Le otto montagne è l’adattamento cinematografico dell’omonimo romanzo di Paolo Cognetti e si è rivelato il film più visto nelle festività natalizie italiane.
Con una regia belga a quattro mani, Felix Van Groeningen e Charlotte Vandermeersch, la pellicola ha vinto il premio della giuria al 75º Festival di Cannes.
Un trionfo paesaggistico tra le montagne della Valle D’Aosta e quelle del Nepal che si fa narrazione intensa di un legame indissolubile.
Pietro e Bruno sono amici d’infanzia, hanno trascorso molte estati insieme tra le Alpi e i torrenti, e ora che sono uomini cercano di annientare le tracce dei loro padri.
Anche quando affrontano le avversità della vita, i due finiscono sempre per ritrovarsi sulle montagne e confidarsi.
Un trio attoriale magistrale che vede i protagonisti Luca Marinelli e Alessandro Borghi in squisite performance e sincere complicità, ma anche Filippo Timi, nel ruolo del padre di Pietro, lascia il segno.

Un legame solido
In questo rapporto di fratellanza non esistono schemi o formalità, ma solo il puro viversi e comprendersi reciprocamente in maniera spontanea.
Pietro è un ragazzo di città, Bruno, invece, è l’ultimo figlio di un paesino montanaro e sperduto. All’apparenza sono molto diversi, sia per interessi, sia per stile di vita, ma nel profondo sono simili e per questo motivo riescono sempre a trovarsi.
Nel racconto Bruno rimane fedele alla sua montagna, non può farne a meno, mentre Pietro è continuamente di passaggio.
Il primo è radicato ai valori che gli sono stati trasmessi, si sente parte della natura che lo ha visto crescere e, anche se nei modi è burbero, ha un grande cuore.
Il secondo, dal canto suo, è molto indeciso sul futuro e non sa cosa come plasmare le sue volontà, sa solo che vuole allontanarsi da un padre che vede troppo distante da sé.
Con la morte di quest’ultimo, però, la vita rimescola le carte e Pietro inizia un percorso personale di riconsiderazione del proprio vissuto, riallacciando i rapporti con Bruno e costruendosi un proprio destino.
Se da una parte Pietro tenta di trovare sé stesso, viaggiando in tutto il mondo, Bruno si sente a casa solo nel suo habitat montanaro, dal quale non esce mai.
Un lungo tragitto, dal panorama mozzafiato, che condurrà i due protagonisti ad esperire l’amore e la perdita, ma soprattutto il significato della vera amicizia.
La natura governa il mondo
Il titolo fa riferimento a un concetto nepalese secondo cui il mondo è una ruota composta da otto raggi, con al centro un’altissima montagna (il monte Sumeru) e intorno otto montagne.
Pietro riferisce a Bruno questo pensiero e spiega che non c’è una morale ma solo una domanda da farsi: “Chi impara di più?
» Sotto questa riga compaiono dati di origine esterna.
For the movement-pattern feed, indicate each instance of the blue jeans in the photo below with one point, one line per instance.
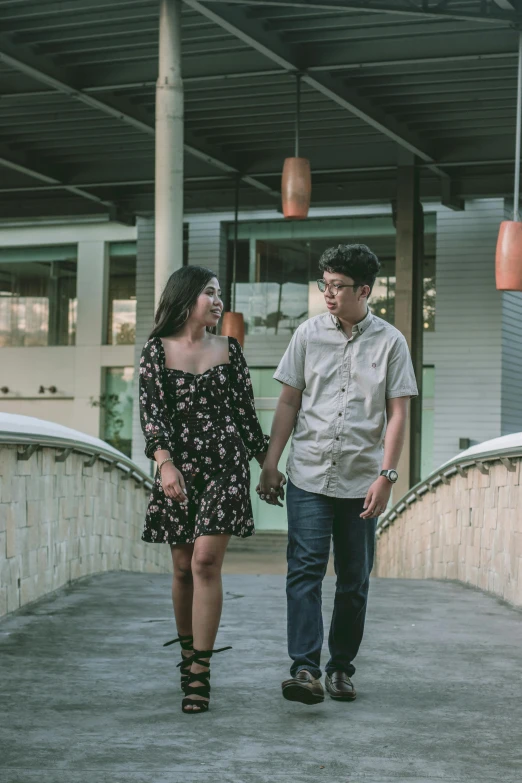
(312, 521)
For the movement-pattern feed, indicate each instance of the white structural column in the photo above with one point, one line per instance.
(408, 306)
(169, 147)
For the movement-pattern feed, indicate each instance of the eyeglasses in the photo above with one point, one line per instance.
(334, 288)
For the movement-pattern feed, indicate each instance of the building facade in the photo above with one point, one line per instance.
(77, 303)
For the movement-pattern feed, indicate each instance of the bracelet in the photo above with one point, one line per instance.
(168, 459)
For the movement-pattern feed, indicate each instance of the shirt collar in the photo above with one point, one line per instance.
(359, 328)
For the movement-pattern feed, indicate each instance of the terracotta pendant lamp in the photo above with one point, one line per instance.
(508, 264)
(296, 185)
(233, 324)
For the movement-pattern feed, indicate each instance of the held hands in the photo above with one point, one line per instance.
(377, 498)
(173, 483)
(271, 486)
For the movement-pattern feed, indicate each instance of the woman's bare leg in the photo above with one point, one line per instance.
(182, 587)
(207, 560)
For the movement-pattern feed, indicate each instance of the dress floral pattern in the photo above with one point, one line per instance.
(209, 425)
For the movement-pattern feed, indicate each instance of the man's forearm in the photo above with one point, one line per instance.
(282, 426)
(394, 440)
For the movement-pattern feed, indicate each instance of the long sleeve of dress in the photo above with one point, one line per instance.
(245, 415)
(154, 416)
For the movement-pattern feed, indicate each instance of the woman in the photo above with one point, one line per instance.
(200, 426)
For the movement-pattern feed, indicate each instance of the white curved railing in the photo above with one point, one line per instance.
(464, 523)
(481, 456)
(36, 433)
(70, 506)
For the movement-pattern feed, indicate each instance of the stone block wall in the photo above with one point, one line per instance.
(60, 521)
(469, 530)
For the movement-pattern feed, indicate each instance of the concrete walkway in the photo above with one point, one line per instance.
(90, 695)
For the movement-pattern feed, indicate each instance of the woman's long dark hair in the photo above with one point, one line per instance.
(179, 298)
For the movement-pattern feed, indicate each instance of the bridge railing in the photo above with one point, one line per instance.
(462, 522)
(70, 506)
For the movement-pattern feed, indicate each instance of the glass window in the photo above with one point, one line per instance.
(38, 296)
(428, 419)
(121, 321)
(116, 408)
(122, 294)
(277, 265)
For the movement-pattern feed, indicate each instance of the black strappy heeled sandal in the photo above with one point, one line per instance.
(202, 690)
(186, 643)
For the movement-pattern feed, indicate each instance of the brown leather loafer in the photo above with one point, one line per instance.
(303, 688)
(340, 687)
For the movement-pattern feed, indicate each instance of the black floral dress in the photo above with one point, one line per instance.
(209, 425)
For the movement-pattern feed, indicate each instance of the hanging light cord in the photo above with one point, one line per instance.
(297, 112)
(516, 197)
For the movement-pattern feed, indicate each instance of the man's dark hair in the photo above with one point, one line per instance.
(355, 261)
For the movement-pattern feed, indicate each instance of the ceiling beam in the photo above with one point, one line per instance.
(45, 72)
(506, 10)
(251, 33)
(122, 183)
(23, 164)
(230, 77)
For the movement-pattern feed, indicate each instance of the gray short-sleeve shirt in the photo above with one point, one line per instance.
(338, 440)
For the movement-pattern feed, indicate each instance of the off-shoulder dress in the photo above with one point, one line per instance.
(209, 425)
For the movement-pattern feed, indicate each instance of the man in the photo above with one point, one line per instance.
(347, 380)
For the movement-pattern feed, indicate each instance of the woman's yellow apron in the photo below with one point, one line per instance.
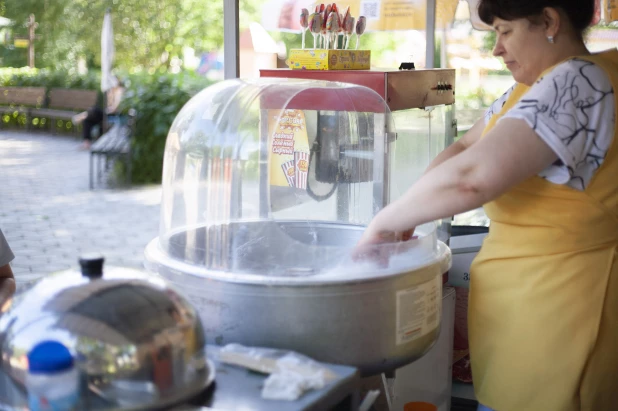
(543, 310)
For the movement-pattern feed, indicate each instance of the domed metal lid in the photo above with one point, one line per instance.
(128, 331)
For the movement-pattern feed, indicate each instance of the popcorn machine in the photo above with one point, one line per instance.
(420, 119)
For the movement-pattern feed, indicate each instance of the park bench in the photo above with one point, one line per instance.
(21, 100)
(112, 145)
(65, 103)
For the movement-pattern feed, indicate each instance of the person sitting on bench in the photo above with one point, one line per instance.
(95, 115)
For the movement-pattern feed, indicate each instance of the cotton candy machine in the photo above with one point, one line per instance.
(267, 187)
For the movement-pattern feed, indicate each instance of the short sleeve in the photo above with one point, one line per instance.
(497, 105)
(6, 255)
(572, 109)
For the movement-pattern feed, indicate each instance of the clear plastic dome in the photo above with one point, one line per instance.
(279, 177)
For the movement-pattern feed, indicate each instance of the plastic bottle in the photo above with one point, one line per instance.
(52, 381)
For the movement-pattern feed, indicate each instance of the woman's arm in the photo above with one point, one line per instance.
(509, 154)
(472, 136)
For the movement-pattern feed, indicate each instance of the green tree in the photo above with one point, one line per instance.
(149, 34)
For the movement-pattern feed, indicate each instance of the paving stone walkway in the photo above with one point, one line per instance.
(50, 216)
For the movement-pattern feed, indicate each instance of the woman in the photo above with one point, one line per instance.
(7, 281)
(95, 115)
(543, 309)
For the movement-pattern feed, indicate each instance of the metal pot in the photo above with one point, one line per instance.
(272, 284)
(136, 342)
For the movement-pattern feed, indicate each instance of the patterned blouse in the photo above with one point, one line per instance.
(572, 109)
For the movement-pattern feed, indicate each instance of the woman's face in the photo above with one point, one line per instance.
(523, 47)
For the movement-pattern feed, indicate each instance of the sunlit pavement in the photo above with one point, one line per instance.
(50, 216)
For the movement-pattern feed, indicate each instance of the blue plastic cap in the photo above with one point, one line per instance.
(49, 357)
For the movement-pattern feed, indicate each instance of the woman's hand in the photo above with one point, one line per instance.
(369, 246)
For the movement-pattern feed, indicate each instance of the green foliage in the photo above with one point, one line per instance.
(157, 99)
(149, 34)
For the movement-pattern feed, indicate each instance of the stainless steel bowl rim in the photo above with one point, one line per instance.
(155, 255)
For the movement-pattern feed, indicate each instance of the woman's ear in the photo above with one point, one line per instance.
(551, 19)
Colui che fa il giro delle otto montagne o chi arriva in cima al monte Sumeru?”. Bruno, ridendo, risponde: “Io sarei quello che ha scalato il monte” chiede “e tu quello cha ha fatto il giro?”. “Pare proprio di sì”, afferma Pietro.
La montagna è la protagonista di questa storia, è l’elemento naturale che unisce i due uomini e che insegna loro l’importanza dell’affetto.
Entrambi, a modo loro, decidono come dimostrarlo ed è proprio quel moto di empatia dell’uno verso l’altro che ci fa capire il bene che si vogliono.
Sono tanti i lunghi silenzi che lasciano comunicare solo gli occhi, perché Bruno e Pietro si capiscono anche senza parlare.
Alla fine Pietro riesce a trovare sé stesso, consapevole che non riuscirà più a tornare nel luogo in cui l’amico è morto perché “non si può tornare alla montagna che sta al centro di tutte le altre, e all’inizio della propria storia”.